Spark, Dask, DuckDB, and Polars are popular dataframe tools used at large scale. We benchmark these across a variety of scales (10 GiB to 10 TiB) on both local and cloud architectures with the standard TPC-H benchmark. No project emerges unscathed.


Users have many options for big dataframes today, including Apache Spark, Dask DataFrame, DuckDB, and Polars. These libraries have different architectures, languages, data models, and communities, but they’re all useful in this space. Which should you choose?

The answer to this question is complex and involves application area, familiarity, personal style, thoughts on typing, and so on. But for the purposes of this talk, we’ll just consider performance, and in particular, performance on the TPC-H benchmark set, focused on database queries with heavy joins and groupbys.

We’ll run this benchmark suite across compute environments ranging from a Macbook Pro to hundreds of cores on the cloud. We’ll also explore ranges in scale from 10 GiB up to 10 TiB, and see how the different libraries respond at different scales.
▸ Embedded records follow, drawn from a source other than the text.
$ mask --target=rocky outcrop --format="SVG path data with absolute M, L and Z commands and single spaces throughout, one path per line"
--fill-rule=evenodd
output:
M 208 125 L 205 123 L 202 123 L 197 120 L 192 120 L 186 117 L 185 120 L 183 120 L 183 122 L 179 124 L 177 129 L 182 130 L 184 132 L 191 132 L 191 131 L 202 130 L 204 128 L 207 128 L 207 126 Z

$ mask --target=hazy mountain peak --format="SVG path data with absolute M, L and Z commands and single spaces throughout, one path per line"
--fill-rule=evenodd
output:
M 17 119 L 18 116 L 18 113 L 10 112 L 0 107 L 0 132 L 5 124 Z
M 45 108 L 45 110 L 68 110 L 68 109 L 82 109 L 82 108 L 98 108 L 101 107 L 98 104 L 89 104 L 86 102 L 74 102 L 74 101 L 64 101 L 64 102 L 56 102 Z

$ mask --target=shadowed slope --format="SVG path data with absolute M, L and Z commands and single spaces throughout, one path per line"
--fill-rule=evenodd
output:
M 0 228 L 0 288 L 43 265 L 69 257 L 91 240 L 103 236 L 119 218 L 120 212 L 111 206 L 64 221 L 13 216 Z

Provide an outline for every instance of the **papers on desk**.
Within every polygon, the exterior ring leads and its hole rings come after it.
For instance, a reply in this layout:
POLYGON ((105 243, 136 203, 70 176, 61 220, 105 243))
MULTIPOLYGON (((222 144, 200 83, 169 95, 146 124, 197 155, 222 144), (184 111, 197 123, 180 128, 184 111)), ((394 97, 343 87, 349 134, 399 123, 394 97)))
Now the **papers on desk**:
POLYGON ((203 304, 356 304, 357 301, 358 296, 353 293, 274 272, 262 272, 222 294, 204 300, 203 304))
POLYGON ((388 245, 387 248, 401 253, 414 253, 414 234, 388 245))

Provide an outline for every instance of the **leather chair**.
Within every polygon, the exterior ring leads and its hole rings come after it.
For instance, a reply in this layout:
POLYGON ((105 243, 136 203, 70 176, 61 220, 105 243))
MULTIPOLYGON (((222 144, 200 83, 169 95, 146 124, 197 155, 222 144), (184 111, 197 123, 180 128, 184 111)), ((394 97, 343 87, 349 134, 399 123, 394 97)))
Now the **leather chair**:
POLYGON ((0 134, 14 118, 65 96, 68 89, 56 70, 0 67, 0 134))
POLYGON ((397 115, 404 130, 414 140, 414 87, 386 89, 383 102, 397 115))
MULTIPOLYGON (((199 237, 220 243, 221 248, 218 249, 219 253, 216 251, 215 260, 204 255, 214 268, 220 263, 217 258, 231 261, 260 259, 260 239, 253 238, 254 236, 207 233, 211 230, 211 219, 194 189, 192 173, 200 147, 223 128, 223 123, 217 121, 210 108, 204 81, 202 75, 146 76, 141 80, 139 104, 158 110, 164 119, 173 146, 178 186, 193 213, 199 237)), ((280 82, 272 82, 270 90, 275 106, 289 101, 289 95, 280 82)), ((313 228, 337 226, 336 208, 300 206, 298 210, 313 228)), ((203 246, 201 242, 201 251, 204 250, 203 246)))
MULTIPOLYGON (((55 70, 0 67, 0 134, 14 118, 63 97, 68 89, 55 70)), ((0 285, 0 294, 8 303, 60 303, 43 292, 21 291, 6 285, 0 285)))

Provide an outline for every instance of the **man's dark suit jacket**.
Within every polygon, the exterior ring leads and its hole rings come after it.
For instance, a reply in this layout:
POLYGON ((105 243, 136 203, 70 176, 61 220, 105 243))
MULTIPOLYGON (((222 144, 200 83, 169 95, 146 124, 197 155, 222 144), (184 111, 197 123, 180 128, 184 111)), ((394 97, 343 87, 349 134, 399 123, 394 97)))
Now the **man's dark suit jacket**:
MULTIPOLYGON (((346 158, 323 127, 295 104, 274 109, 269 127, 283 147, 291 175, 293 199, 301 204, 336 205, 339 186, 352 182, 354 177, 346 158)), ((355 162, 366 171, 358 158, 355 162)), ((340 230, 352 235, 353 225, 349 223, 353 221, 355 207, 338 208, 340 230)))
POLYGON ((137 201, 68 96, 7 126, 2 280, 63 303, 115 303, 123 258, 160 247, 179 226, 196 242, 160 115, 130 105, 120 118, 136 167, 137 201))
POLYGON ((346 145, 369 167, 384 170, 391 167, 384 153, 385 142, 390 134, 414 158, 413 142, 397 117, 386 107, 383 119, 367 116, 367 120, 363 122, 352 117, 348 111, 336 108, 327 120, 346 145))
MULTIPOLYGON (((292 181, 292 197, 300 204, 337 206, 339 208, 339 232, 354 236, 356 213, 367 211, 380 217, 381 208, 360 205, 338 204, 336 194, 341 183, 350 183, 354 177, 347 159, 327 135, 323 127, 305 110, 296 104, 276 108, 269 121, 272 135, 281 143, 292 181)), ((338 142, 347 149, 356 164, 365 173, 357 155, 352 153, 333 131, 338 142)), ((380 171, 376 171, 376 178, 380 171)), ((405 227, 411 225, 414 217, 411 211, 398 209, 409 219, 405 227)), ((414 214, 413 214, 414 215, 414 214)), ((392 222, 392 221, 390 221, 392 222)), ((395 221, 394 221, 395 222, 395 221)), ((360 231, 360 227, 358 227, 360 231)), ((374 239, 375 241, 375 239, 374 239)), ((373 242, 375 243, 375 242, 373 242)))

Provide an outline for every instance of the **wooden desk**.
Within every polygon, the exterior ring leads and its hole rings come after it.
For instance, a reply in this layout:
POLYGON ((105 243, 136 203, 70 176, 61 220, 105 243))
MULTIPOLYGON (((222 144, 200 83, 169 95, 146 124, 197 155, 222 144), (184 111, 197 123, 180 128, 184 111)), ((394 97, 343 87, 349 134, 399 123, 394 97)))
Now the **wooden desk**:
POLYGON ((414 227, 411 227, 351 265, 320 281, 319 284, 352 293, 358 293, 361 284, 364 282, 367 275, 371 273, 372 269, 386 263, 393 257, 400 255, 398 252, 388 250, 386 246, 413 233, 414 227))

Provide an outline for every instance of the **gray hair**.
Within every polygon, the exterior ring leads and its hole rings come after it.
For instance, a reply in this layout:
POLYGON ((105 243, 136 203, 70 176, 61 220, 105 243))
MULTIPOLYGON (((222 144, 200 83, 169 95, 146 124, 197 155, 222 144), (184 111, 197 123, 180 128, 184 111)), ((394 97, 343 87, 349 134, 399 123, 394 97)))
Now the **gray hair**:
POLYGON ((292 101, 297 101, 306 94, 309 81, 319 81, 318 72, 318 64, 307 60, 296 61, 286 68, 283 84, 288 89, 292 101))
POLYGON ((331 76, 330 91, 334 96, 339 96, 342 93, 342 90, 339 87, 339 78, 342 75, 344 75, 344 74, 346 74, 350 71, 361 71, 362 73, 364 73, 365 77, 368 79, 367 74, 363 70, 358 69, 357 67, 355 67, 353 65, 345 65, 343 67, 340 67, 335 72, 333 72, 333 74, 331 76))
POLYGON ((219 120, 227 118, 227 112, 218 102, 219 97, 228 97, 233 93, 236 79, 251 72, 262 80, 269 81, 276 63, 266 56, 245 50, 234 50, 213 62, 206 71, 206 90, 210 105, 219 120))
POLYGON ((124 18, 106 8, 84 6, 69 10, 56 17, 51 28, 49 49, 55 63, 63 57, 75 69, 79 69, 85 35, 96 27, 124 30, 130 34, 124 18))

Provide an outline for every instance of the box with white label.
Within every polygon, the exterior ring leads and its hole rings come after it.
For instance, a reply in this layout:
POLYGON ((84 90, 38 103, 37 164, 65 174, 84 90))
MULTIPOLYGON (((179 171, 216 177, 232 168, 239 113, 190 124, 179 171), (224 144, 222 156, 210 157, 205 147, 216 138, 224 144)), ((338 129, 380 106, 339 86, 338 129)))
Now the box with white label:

No library performs perfectly across this range, and by comparing performance we’ll be able to gain insight into what to use when. We'll dive more deeply into Dask performance in order to learn generally what's important at large scale. Finally we'll also talk about deploying these projects in the cloud with Coiled.


Prior Knowledge Expected

No previous knowledge expected

Matthew is an open source software developer in the numeric Python ecosystem. He maintains several PyData libraries, but today focuses mostly on Dask a library for scalable computing. Matthew worked for Anaconda Inc for several years, then built out the Dask team at NVIDIA for RAPIDS, and most recently founded Coiled to improve Python's scalability with Dask for large organizations.

Matthew holds a bachelors degree from UC Berkeley in physics and mathematics, and a PhD in computer science from the University of Chicago.